AMC Calls for Collaborative Action with Provincial Government to Shape Responsive Indigenous Health Department
December 13, 2023
Treaty One Territory, Manitoba
Treaty One Territory – The Assembly of Manitoba Chiefs (AMC) calls for joint efforts with the provincial government to ensure that the recently announced Indigenous Health Department is tailored to address First Nations citizens’ unique needs, experiences, and perspectives. This call comes a day after the province released the citizens panel recommending thirty-seven improvements to primary care, including an Indigenous Health Department.
“Acknowledging the positive step of unveiling thirty-seven recommendations for improving Manitoba’s healthcare system, the province must address urgent matters concerning First Nations representation and anti-racism by engaging the Assembly of Manitoba Chiefs,” said AMC Grand Chief Cathy Merrick.
Grand Chief Merrick says the report should incorporate a more inclusive strategy to address the targeted racism, bias, and stereotyping experienced by First Nations, specifically. The AMC proposes a collaborative effort with First Nations Leadership to formulate and implement a comprehensive health and human resource strategy aimed at nurturing the development of First Nations healthcare professionals. The expansion of the First Nations health professionals’ workforce will ensure the provision of equitable, culturally safe, and discrimination-free health services.
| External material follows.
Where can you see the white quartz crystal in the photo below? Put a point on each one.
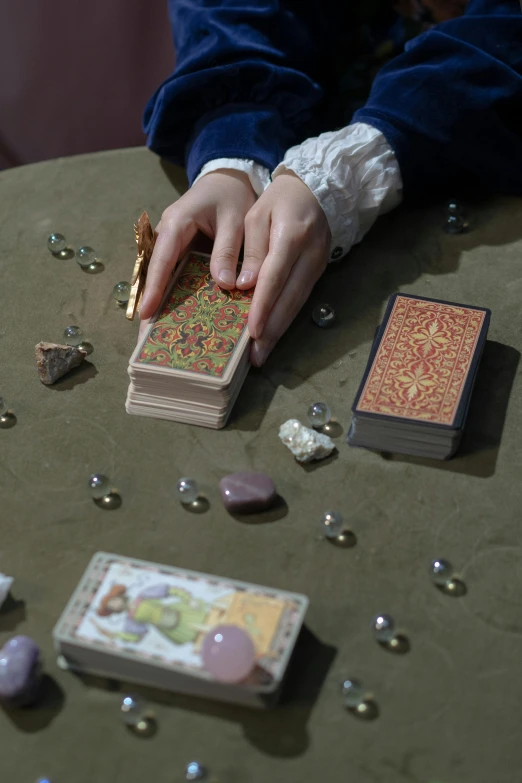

“First Nations must be included in this work to address the discrimination and racism within the healthcare system. This is not the type of situation where a pan-indigenous approach will work,” said Grand Chief Merrick. “First Nations have distinct experiences incomparable to those of our Inuit and Metis relatives. The practice of grouping us together and presuming it can cater to our distinct needs underscores a significant opportunity for ongoing learning and training.”
The AMC continues to advocate for healthcare policies and programs that are culturally sensitive, First Nations-driven, and responsive to First Nations citizens’ unique needs and perspectives. Although the thirty-seven recommendations do not explicitly address Access to Health Transformation dollars, it is crucial to allocate resources appropriately to facilitate the implementation of these recommendations. Ensuring sufficient resources and funding for this department is essential to effectively address health disparities.